The plan was for me to stay safe until it was my turn to act--but still we needed me to be the bait that drew her in close. We'd decided, Coyote and I, that I should go in no farther than knee-deep, which put me about fifteen feet from shore. So close, Coyote was confident he could grab me before she pulled me out into the deep water. Knee-deep meant the entirety of the river mark on my leg was underwater. Raven took to the skies to see if he could spot her from the air when she came, though it was unlikely. The night-dark river didn't give up her secrets easily.

I was ready. Ten minutes came and went.

Nothing happened. Nothing except that I was getting cold. And scared because I'm not stupid. Somewhere in this river was a monster who wanted to eat me, and I was daring her to do just that.

I looked at the shoreline, but no one seemed impatient--except Adam. Even with him, it was not so much impatience as growing frustration. Raven waved, and I waved in return before the feeling of having nothing to watch my back made me turn around again.

"She's not stupid," I muttered to myself as I stared at the dark water. "She's got to be wondering what I'm doing going out into the river again after this morning." I tried to put myself inside her head. "I wouldn't come to her to save a child, but now I'm cavorting about in the water. Is this woman merely stupid? she'll wonder. Is Mercedes the bait for one of Coyote's traps? He's killed her before, but she is stronger now and he weaker. Even if it is a trap, what does she have to fear?" I hoped that she would be more arrogant than suspicious.

"Maybe she can sense the assault team on the shore." I thought about it for a minute. "But that shouldn't worry her. None of them think they have a chance of killing her. She probably doesn't think they can, either."

Their fatality had surprised me a little. I know a bit about warriors and testosterone--and Coyote and his friends were the first and definitely had the second. Good warriors understand how to assess risk, but they also tend to beat their chests and brag a bit. Coyote certainly didn't seem to eschew bragging, but no one was predicting victory here.

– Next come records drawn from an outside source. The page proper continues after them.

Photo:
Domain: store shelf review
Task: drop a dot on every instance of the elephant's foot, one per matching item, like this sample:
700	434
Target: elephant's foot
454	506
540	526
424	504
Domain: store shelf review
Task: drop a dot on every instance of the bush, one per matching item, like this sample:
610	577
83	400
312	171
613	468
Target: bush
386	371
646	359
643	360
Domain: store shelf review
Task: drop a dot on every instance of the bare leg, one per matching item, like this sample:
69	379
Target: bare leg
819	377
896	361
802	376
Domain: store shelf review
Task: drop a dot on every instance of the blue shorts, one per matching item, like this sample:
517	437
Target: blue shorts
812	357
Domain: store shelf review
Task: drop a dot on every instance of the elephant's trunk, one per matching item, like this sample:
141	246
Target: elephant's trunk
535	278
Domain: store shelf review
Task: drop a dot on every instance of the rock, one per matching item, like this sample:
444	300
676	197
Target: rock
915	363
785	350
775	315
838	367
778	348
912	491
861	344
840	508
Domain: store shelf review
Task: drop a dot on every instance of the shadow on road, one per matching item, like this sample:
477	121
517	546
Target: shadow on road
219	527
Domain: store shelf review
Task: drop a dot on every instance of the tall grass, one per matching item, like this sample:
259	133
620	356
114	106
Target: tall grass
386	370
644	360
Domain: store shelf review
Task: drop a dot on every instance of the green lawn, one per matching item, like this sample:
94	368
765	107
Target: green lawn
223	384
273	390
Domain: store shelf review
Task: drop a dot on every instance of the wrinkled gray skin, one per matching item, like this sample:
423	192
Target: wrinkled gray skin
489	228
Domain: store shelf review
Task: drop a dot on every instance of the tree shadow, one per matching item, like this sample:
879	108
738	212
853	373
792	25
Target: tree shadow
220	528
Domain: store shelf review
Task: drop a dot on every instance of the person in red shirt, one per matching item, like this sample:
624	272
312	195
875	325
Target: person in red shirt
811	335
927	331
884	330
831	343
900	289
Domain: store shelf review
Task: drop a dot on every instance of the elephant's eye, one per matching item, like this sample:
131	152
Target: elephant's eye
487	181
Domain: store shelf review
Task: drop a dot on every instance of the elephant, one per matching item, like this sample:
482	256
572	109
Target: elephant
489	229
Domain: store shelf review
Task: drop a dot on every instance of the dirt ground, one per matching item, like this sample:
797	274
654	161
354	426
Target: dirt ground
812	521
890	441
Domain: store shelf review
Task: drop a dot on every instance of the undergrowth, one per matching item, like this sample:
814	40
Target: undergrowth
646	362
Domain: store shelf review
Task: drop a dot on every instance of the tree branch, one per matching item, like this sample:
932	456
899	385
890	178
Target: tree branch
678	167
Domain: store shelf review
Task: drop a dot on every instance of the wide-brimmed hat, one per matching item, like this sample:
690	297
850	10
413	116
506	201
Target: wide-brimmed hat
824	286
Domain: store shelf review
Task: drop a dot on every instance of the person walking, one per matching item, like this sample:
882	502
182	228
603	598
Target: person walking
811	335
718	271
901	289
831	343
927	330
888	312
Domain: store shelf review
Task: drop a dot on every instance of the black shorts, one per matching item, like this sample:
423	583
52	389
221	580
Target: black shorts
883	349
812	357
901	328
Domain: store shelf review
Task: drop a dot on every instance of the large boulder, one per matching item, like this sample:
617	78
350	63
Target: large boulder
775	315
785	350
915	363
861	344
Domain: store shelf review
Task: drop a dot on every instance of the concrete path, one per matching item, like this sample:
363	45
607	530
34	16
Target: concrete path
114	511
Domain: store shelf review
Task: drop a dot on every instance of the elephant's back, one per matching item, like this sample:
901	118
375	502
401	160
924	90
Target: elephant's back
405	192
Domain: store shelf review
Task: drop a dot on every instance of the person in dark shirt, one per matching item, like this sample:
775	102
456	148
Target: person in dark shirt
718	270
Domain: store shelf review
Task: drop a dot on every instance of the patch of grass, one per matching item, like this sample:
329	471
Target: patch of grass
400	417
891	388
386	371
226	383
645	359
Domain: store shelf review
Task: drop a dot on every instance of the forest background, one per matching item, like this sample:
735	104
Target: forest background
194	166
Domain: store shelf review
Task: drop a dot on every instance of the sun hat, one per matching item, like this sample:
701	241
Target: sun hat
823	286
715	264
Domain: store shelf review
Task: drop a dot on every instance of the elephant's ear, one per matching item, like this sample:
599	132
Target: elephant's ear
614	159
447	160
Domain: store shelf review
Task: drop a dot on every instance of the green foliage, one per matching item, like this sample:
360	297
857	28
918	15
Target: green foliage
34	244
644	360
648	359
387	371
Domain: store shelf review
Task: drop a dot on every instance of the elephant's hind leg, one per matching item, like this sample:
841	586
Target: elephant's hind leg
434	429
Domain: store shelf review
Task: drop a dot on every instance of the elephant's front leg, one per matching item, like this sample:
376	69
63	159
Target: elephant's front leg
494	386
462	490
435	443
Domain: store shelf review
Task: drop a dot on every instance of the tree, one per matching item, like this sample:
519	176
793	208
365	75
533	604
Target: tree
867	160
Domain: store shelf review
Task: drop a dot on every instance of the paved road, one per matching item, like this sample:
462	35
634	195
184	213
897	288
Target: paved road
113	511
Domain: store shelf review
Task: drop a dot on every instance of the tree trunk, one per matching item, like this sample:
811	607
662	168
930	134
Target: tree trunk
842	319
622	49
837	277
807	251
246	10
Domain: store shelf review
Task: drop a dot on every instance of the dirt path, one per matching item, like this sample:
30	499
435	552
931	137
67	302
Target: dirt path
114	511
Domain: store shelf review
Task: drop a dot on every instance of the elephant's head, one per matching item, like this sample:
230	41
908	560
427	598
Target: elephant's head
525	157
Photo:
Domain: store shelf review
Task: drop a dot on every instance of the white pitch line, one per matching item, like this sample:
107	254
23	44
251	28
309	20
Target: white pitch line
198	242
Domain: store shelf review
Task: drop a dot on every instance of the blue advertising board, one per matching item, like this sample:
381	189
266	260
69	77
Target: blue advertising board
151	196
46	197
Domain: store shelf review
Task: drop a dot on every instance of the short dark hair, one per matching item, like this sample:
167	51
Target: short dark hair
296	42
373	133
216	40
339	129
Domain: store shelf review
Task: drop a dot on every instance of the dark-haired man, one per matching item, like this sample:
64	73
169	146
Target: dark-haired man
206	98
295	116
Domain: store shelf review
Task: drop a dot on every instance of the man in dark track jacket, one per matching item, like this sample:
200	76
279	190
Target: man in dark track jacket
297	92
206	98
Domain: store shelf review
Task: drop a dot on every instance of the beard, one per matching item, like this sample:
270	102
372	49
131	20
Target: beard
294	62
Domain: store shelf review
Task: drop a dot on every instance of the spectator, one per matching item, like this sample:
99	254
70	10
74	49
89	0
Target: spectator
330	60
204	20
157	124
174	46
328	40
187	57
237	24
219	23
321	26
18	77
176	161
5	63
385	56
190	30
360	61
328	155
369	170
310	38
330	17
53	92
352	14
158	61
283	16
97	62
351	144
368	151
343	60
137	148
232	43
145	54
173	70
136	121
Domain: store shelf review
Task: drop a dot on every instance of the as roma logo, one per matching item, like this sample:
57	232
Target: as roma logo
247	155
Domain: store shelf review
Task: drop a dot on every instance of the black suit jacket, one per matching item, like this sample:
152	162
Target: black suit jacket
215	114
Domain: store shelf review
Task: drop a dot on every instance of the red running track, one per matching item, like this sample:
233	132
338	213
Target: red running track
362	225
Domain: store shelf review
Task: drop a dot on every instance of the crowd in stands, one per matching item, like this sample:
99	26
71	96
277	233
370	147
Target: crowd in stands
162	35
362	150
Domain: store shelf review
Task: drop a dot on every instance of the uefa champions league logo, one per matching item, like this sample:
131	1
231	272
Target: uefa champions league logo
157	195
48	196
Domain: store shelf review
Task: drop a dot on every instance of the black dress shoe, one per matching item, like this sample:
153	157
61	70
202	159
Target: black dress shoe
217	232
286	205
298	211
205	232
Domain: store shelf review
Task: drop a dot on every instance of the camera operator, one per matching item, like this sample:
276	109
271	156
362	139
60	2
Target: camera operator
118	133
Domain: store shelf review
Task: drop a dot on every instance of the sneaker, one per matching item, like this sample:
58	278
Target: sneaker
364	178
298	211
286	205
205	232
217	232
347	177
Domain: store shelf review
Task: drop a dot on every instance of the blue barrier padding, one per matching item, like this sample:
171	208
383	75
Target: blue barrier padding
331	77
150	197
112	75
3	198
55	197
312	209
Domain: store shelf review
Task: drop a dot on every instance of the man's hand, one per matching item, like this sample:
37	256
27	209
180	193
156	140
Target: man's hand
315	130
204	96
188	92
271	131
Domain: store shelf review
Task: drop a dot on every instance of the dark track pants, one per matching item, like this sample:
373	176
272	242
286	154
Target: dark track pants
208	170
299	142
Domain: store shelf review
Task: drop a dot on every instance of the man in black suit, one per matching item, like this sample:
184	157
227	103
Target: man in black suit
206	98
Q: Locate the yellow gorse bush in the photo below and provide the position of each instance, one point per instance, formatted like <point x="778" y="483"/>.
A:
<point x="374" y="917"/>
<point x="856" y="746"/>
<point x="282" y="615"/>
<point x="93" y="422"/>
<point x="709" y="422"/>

After a half hour, I decided that knee-deep wasn't working. I took a deep breath and held it, listening intently to the river. Nothing--or at least nothing I could distinguish from the normal sounds. The problem was that there was too much noise. Water brushing the shore, night birds and insects hunting food or mates, even the highways all worked to camouflage any sound the river devil might make.

I stared out at the far shore and imagined her out there, watching me and waiting. I took another step out, feeling the ground under my feet start to drop off. Another step, and I was abruptly waist- deep.

From the shore, Adam howled. I turned around and waved to them to show that the move had been voluntary.

"Knee-deep isn't working," I said. "I thought I'd try a little deeper." Two steps was all it had taken --I was still quite close to shore.

An otter head popped up about ten feet from me, looking smug. He couldn't hurt me here in the swimming area, according to Uncle Mike. But where the otters were, quite often the river devil was as well. I lost my nerve and turned to go back --and something wrapped around one ankle and hauled me through the water like a water-ski boat. Something that might have been Coyote's hand brushed mine, then was gone.